Opsera has announced the availability of Opsera GitCustodian, which scans vulnerable data found in source code repositories (i.e., Git) and alerts security and DevOps teams so that they can prevent vulnerabilities from leaking into production. Once vulnerabilities are found, GitCustodian automates the remediation process for any uncovered secrets or other sensitive artifacts.
The “as-a-Service” (i.e. Platform-as-a-Service, Infrastructure-as-a-Service, Software-as-a-Service, etc.) trend is growing, and along with it comes a movement towards “everything as code.” However, as code scales, complexities scale with it – especially when it comes to security. Many Git users unknowingly keep sensitive data (i.e. secrets, passwords, certificates, keys, etc.) in source code repositories – if this data is pushed to production, it is at risk to be exposed to cyberattackers. To protect this data, Opsera’s GitCustodian provides proactive visibility into source code vulnerabilities and helps security and DevOps teams address them early on in the CI/CD process to ensure sensitive data is not stored or leaked into production.

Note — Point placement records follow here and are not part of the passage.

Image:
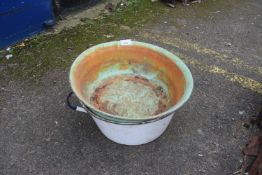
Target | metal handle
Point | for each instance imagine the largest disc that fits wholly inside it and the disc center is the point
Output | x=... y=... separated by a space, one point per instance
x=74 y=107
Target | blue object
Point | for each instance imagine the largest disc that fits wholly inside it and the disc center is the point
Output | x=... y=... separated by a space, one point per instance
x=20 y=19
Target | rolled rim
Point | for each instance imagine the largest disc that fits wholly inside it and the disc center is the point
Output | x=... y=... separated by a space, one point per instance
x=120 y=119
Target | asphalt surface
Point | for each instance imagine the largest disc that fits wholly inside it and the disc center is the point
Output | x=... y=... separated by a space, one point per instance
x=40 y=135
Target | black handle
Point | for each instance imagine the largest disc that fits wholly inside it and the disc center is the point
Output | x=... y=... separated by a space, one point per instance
x=69 y=103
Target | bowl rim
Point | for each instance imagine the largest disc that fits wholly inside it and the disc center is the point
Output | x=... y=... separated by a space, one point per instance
x=116 y=118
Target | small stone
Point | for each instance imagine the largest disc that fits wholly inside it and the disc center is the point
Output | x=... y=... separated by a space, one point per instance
x=48 y=139
x=228 y=44
x=200 y=132
x=246 y=125
x=125 y=27
x=171 y=5
x=109 y=36
x=8 y=56
x=241 y=112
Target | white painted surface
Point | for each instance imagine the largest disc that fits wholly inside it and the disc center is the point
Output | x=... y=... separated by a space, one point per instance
x=133 y=134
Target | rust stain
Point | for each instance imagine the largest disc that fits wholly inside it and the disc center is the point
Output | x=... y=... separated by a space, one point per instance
x=128 y=106
x=88 y=69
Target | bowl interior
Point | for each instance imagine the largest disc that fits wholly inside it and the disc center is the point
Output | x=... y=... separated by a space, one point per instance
x=132 y=82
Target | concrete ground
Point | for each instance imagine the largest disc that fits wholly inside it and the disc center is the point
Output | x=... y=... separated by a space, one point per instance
x=40 y=135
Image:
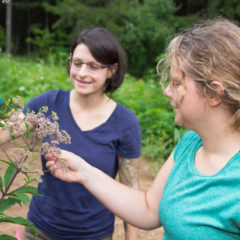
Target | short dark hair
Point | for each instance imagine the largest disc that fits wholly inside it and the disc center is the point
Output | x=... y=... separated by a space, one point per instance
x=105 y=49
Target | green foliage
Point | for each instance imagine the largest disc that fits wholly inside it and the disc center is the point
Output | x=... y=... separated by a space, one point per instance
x=159 y=132
x=11 y=197
x=26 y=78
x=142 y=27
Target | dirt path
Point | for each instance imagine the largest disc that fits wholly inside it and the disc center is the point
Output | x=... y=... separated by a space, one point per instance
x=146 y=178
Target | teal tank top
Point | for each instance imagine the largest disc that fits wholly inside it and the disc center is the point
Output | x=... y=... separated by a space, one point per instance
x=196 y=206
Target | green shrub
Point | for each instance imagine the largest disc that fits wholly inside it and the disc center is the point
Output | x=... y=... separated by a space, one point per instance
x=28 y=78
x=159 y=132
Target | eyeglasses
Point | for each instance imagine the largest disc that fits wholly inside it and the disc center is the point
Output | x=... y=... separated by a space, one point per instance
x=91 y=66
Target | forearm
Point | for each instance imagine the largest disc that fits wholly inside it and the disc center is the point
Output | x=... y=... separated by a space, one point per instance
x=127 y=203
x=128 y=175
x=133 y=206
x=5 y=136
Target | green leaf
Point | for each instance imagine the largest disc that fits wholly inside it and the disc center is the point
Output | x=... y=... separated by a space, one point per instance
x=28 y=189
x=9 y=175
x=7 y=203
x=6 y=237
x=23 y=198
x=9 y=163
x=19 y=220
x=1 y=184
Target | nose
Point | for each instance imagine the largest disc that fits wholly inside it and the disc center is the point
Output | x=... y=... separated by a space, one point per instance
x=83 y=70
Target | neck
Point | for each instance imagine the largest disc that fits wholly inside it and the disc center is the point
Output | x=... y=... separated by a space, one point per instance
x=89 y=101
x=216 y=134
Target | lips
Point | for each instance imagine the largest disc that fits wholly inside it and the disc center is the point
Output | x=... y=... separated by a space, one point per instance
x=82 y=81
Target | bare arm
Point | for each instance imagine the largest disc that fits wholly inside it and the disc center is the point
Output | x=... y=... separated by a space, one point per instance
x=128 y=175
x=133 y=206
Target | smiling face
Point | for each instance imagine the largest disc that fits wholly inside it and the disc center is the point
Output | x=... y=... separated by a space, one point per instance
x=89 y=78
x=188 y=102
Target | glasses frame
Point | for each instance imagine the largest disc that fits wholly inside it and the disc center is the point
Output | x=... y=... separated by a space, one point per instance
x=98 y=66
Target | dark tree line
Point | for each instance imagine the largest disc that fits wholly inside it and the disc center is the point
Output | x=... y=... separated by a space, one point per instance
x=44 y=27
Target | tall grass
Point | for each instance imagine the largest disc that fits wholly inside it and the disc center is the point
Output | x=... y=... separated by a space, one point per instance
x=28 y=78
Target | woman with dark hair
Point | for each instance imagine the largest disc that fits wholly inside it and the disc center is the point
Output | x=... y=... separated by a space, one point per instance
x=196 y=194
x=104 y=132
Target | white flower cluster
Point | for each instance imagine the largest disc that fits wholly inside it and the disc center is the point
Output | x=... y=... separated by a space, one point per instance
x=45 y=129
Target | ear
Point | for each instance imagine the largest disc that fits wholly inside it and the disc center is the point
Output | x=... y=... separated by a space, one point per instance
x=112 y=70
x=214 y=100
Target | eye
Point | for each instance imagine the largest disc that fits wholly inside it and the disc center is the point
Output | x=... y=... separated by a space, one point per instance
x=77 y=64
x=93 y=67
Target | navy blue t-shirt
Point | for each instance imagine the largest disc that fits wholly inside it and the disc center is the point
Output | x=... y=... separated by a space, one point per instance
x=68 y=210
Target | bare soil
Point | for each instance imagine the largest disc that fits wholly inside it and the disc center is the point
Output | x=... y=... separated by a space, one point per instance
x=146 y=178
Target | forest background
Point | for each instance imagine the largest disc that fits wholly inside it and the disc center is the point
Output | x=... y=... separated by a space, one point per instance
x=35 y=38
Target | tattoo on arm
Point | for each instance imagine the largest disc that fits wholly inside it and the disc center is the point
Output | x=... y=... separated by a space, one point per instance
x=128 y=172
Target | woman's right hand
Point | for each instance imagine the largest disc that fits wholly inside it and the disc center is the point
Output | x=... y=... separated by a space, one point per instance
x=67 y=166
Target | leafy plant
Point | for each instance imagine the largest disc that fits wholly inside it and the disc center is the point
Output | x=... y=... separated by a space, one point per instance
x=20 y=158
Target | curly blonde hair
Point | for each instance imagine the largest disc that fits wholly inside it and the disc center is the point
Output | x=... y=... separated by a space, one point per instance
x=210 y=51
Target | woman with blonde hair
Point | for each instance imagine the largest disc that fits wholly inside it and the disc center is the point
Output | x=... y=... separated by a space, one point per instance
x=196 y=194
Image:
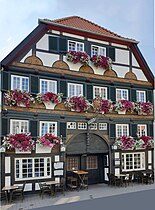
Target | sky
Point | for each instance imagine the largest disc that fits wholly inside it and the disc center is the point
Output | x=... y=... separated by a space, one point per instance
x=129 y=18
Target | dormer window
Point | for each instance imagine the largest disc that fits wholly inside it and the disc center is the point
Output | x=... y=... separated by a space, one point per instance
x=97 y=50
x=75 y=46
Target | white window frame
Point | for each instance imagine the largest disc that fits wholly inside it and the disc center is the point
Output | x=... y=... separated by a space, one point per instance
x=76 y=43
x=48 y=123
x=140 y=133
x=142 y=161
x=122 y=125
x=99 y=49
x=100 y=90
x=122 y=90
x=20 y=83
x=76 y=86
x=138 y=95
x=33 y=168
x=71 y=125
x=48 y=88
x=19 y=130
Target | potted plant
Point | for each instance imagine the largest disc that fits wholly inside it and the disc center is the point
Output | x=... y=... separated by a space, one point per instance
x=21 y=141
x=101 y=61
x=102 y=105
x=121 y=106
x=18 y=98
x=49 y=99
x=78 y=104
x=76 y=57
x=143 y=108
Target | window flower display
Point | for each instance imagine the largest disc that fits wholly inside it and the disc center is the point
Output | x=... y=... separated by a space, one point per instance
x=78 y=104
x=21 y=141
x=49 y=99
x=102 y=105
x=144 y=108
x=48 y=140
x=18 y=98
x=122 y=106
x=76 y=57
x=101 y=61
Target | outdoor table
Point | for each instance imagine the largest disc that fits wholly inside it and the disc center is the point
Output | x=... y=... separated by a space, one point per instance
x=9 y=190
x=52 y=186
x=81 y=176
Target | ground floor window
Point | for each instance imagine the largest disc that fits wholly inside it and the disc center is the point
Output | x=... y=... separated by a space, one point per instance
x=133 y=161
x=28 y=168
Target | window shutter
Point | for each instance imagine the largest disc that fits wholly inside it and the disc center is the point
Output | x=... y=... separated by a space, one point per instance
x=63 y=129
x=112 y=93
x=112 y=131
x=62 y=45
x=34 y=84
x=53 y=43
x=4 y=127
x=34 y=128
x=5 y=78
x=89 y=92
x=63 y=88
x=149 y=96
x=112 y=53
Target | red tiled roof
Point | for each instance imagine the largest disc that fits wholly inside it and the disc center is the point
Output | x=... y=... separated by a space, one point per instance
x=81 y=23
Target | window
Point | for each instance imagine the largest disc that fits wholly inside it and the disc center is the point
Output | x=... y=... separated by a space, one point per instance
x=141 y=96
x=96 y=50
x=92 y=162
x=121 y=94
x=122 y=130
x=48 y=86
x=142 y=130
x=30 y=168
x=72 y=163
x=75 y=46
x=133 y=161
x=48 y=127
x=103 y=126
x=82 y=126
x=100 y=91
x=71 y=125
x=19 y=126
x=19 y=82
x=75 y=89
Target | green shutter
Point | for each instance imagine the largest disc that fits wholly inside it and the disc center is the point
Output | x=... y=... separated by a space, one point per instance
x=53 y=43
x=34 y=85
x=5 y=80
x=62 y=45
x=34 y=128
x=4 y=126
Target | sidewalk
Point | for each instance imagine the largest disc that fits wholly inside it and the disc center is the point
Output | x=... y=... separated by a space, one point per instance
x=94 y=191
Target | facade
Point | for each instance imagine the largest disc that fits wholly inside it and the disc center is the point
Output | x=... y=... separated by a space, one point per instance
x=39 y=65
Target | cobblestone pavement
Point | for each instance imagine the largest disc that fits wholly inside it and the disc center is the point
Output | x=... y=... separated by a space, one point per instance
x=32 y=201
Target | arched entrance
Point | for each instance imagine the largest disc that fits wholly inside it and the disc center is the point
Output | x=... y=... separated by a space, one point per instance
x=92 y=155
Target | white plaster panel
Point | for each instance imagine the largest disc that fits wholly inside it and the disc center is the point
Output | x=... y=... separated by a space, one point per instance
x=98 y=41
x=7 y=164
x=26 y=56
x=47 y=58
x=119 y=45
x=7 y=181
x=43 y=43
x=120 y=70
x=106 y=170
x=122 y=56
x=149 y=157
x=117 y=171
x=72 y=35
x=139 y=74
x=134 y=61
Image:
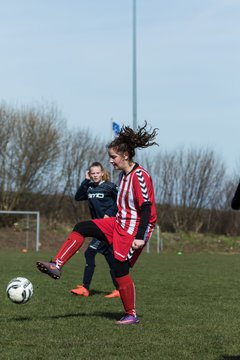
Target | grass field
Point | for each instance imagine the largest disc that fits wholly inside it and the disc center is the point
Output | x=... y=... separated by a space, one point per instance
x=189 y=308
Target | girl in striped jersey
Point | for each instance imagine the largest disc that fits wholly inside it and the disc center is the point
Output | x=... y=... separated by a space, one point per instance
x=133 y=225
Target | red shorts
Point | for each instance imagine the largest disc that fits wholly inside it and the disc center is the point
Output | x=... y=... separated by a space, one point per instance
x=119 y=238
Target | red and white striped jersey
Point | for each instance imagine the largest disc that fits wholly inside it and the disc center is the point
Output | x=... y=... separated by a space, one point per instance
x=135 y=189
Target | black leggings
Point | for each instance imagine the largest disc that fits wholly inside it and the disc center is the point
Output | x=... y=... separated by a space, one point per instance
x=90 y=229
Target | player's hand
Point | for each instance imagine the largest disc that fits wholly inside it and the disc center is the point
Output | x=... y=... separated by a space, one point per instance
x=137 y=244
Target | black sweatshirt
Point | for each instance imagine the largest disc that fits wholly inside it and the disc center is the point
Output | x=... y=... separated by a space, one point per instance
x=101 y=197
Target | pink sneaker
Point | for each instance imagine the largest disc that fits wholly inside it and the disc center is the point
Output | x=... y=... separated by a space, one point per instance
x=81 y=290
x=128 y=320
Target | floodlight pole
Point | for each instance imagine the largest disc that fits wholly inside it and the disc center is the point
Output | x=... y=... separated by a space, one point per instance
x=134 y=68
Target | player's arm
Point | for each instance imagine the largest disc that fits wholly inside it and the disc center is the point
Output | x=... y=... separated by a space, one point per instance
x=235 y=204
x=145 y=214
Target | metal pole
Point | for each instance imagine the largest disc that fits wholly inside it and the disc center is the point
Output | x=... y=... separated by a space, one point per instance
x=134 y=68
x=38 y=231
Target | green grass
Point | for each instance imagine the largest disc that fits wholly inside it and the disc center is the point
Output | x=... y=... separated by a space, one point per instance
x=188 y=306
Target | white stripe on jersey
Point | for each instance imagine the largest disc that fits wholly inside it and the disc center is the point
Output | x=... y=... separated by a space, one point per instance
x=127 y=215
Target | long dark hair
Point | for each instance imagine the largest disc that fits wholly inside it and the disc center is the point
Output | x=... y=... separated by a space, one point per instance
x=128 y=140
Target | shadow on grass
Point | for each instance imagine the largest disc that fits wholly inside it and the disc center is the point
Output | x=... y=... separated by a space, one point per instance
x=102 y=314
x=229 y=357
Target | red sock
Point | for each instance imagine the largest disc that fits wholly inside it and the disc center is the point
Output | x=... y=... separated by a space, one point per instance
x=73 y=242
x=127 y=291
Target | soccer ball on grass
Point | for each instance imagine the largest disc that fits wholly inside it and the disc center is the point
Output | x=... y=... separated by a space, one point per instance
x=19 y=290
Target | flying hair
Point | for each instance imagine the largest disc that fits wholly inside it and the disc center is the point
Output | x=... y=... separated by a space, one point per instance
x=128 y=140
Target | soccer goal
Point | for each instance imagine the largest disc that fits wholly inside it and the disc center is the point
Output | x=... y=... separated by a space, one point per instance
x=27 y=222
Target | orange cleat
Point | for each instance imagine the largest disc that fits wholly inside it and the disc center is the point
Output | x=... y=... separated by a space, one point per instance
x=113 y=294
x=81 y=290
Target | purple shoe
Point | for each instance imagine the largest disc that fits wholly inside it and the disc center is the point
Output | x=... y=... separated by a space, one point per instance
x=128 y=320
x=49 y=268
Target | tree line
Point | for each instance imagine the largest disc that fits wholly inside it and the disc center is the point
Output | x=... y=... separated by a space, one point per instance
x=42 y=163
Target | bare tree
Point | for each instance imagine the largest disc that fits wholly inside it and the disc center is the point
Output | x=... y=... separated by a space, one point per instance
x=31 y=151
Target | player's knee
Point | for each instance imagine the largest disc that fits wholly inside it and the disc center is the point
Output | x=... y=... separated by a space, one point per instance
x=121 y=268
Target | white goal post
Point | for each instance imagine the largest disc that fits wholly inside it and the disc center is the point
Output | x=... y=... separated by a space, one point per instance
x=159 y=241
x=37 y=213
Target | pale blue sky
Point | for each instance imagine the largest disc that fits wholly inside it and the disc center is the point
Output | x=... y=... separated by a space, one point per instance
x=78 y=55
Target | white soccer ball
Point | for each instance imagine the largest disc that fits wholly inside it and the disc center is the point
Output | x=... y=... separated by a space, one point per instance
x=19 y=290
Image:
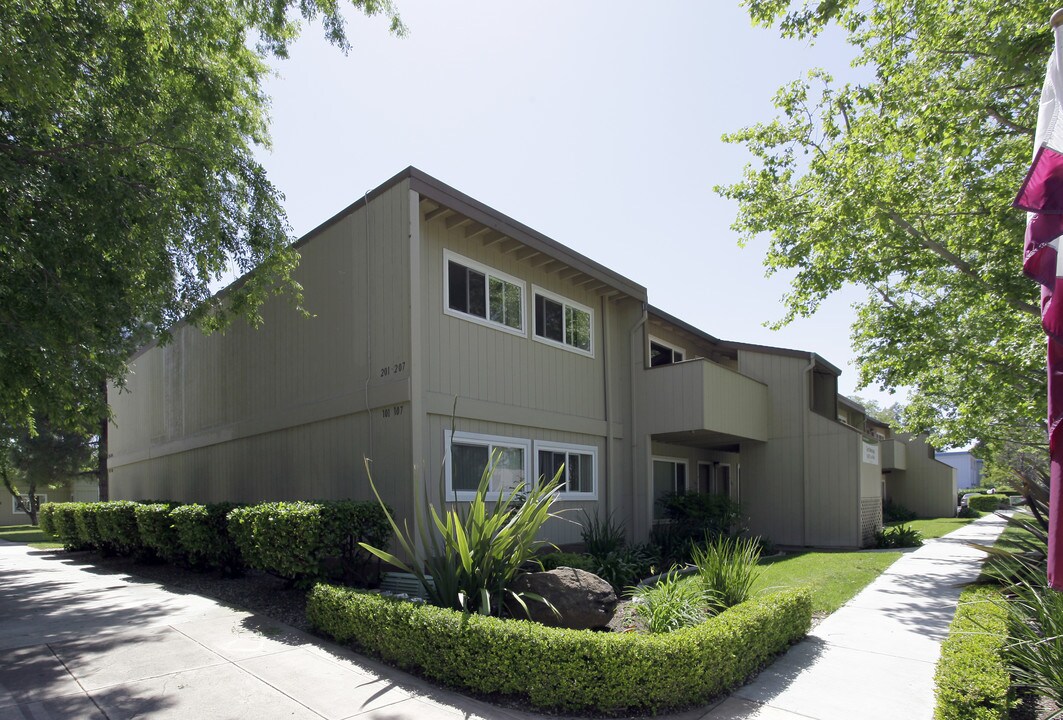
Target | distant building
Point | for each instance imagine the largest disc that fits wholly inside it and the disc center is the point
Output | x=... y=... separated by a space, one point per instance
x=968 y=468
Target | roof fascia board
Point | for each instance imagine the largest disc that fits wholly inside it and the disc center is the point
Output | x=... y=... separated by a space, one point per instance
x=438 y=191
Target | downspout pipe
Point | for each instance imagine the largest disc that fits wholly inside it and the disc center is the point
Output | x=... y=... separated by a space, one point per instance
x=806 y=486
x=638 y=355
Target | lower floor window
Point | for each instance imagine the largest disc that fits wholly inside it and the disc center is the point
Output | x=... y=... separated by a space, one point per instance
x=575 y=463
x=507 y=458
x=472 y=455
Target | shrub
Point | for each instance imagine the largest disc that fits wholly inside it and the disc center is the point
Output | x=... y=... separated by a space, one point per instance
x=895 y=513
x=306 y=541
x=602 y=537
x=46 y=518
x=476 y=550
x=972 y=680
x=157 y=532
x=726 y=570
x=85 y=515
x=670 y=604
x=562 y=559
x=204 y=537
x=64 y=524
x=116 y=524
x=986 y=503
x=898 y=536
x=566 y=669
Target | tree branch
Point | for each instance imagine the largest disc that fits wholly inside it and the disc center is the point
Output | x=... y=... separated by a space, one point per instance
x=996 y=115
x=956 y=261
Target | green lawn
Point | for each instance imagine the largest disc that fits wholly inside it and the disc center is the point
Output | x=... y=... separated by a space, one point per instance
x=833 y=576
x=31 y=535
x=934 y=526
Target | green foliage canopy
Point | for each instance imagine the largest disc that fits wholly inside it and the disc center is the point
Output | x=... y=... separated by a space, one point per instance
x=901 y=184
x=129 y=183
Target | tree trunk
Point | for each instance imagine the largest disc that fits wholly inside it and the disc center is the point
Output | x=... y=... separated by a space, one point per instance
x=101 y=450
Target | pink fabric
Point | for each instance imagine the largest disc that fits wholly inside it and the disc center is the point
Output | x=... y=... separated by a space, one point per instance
x=1042 y=194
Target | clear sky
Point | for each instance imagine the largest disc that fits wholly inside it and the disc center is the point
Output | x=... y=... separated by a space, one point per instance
x=595 y=123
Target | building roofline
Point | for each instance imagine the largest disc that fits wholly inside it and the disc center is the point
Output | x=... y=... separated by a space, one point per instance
x=682 y=324
x=438 y=191
x=786 y=352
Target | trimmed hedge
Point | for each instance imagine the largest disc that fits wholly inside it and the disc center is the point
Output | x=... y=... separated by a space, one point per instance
x=203 y=531
x=972 y=680
x=986 y=503
x=307 y=541
x=85 y=515
x=567 y=669
x=116 y=524
x=57 y=520
x=157 y=532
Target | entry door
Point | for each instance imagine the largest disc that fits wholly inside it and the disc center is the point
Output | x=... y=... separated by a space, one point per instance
x=722 y=485
x=705 y=478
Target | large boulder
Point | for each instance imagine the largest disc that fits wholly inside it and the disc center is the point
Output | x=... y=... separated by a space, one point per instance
x=584 y=600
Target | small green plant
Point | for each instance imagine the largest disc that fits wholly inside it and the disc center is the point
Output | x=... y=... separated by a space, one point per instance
x=898 y=536
x=1034 y=646
x=602 y=536
x=672 y=603
x=972 y=680
x=469 y=554
x=726 y=570
x=896 y=513
x=623 y=567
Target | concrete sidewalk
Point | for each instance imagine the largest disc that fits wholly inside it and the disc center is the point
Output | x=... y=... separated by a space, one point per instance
x=875 y=657
x=82 y=643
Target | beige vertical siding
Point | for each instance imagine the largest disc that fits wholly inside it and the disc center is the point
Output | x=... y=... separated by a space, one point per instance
x=773 y=488
x=512 y=385
x=928 y=487
x=287 y=409
x=793 y=499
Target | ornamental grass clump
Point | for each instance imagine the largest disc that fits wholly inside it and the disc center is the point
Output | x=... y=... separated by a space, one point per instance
x=469 y=554
x=672 y=603
x=727 y=569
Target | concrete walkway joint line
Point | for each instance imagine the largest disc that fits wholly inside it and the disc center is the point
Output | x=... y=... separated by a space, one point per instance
x=80 y=645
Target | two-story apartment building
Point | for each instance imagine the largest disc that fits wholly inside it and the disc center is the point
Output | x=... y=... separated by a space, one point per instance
x=441 y=333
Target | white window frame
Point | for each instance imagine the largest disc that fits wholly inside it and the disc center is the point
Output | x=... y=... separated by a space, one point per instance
x=564 y=302
x=490 y=441
x=14 y=505
x=653 y=489
x=674 y=348
x=488 y=272
x=570 y=448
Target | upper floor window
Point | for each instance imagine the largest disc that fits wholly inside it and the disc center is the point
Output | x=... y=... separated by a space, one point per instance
x=576 y=463
x=662 y=353
x=483 y=295
x=561 y=321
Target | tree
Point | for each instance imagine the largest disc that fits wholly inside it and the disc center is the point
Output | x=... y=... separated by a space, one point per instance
x=129 y=183
x=901 y=184
x=47 y=458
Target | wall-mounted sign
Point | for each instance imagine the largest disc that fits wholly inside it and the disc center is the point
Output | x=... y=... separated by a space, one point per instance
x=871 y=452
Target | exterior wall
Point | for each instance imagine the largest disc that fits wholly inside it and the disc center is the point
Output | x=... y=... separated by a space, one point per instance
x=967 y=469
x=773 y=488
x=484 y=380
x=834 y=480
x=286 y=411
x=808 y=484
x=928 y=487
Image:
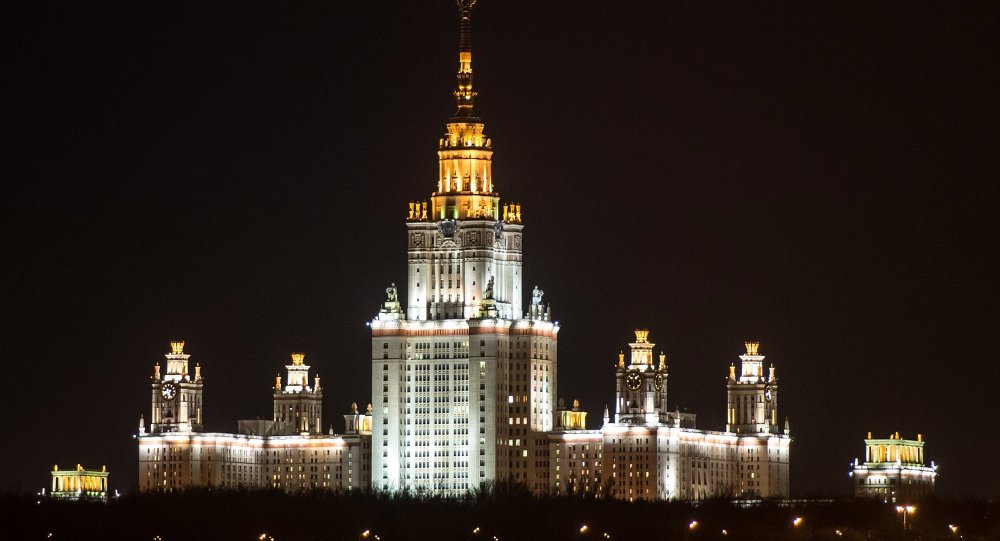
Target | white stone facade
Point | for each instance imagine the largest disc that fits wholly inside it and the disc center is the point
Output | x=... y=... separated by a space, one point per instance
x=288 y=452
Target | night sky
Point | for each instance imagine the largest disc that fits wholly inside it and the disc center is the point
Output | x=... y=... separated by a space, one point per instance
x=821 y=176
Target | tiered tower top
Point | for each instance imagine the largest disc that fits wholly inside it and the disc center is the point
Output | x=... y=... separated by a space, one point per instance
x=465 y=172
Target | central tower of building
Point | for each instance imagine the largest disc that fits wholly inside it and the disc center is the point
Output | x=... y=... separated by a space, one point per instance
x=463 y=379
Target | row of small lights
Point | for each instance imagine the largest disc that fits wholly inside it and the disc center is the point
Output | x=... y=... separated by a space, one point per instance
x=693 y=525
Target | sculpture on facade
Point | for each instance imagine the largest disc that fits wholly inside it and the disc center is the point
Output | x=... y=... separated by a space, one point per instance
x=536 y=296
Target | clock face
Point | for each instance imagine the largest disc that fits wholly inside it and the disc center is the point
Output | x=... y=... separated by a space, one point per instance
x=169 y=391
x=633 y=380
x=447 y=228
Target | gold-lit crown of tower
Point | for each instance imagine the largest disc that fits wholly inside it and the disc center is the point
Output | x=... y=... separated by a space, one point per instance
x=464 y=245
x=752 y=394
x=641 y=384
x=298 y=408
x=177 y=395
x=465 y=174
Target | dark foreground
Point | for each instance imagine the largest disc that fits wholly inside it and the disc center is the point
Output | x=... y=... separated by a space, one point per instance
x=248 y=516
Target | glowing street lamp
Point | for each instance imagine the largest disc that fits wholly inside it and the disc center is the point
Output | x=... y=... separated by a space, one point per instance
x=905 y=510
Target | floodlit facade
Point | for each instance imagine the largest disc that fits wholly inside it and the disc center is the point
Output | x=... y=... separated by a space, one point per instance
x=648 y=452
x=894 y=470
x=463 y=377
x=289 y=452
x=80 y=484
x=464 y=381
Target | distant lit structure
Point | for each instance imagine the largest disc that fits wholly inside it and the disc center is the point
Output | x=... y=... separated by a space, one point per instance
x=80 y=484
x=288 y=452
x=894 y=470
x=464 y=380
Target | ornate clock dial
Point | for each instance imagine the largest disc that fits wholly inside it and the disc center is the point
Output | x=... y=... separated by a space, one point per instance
x=447 y=228
x=169 y=391
x=633 y=380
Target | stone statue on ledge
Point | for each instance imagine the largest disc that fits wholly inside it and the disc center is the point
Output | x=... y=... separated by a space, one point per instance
x=488 y=292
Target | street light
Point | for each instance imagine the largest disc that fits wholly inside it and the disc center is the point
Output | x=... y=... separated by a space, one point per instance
x=906 y=510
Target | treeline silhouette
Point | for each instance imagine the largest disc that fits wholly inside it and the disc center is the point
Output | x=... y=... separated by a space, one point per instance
x=506 y=512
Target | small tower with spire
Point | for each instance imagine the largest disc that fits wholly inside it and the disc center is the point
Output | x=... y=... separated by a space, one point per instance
x=176 y=395
x=641 y=384
x=752 y=394
x=298 y=408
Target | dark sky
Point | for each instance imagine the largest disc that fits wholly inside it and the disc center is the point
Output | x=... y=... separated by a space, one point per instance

Opsera GitCustodian offers comprehensive secrets detection as it uncovers a wide array of secrets and other sensitive data in source code with detectors based on multiple algorithms and industry-standard profiles.
It also helps you get a centralized snapshot in minutes of any vulnerable secrets and other sensitive artifacts at risk across version control systems.
Opsera GitCustodian also features a built-in vault that eliminates the friction of following secrets management best practices.
It notifies impacted teams to take immediate action without changing how or where they work with flexible alerting via email, Slack, Microsoft Teams, Jira and ServiceNow integrations.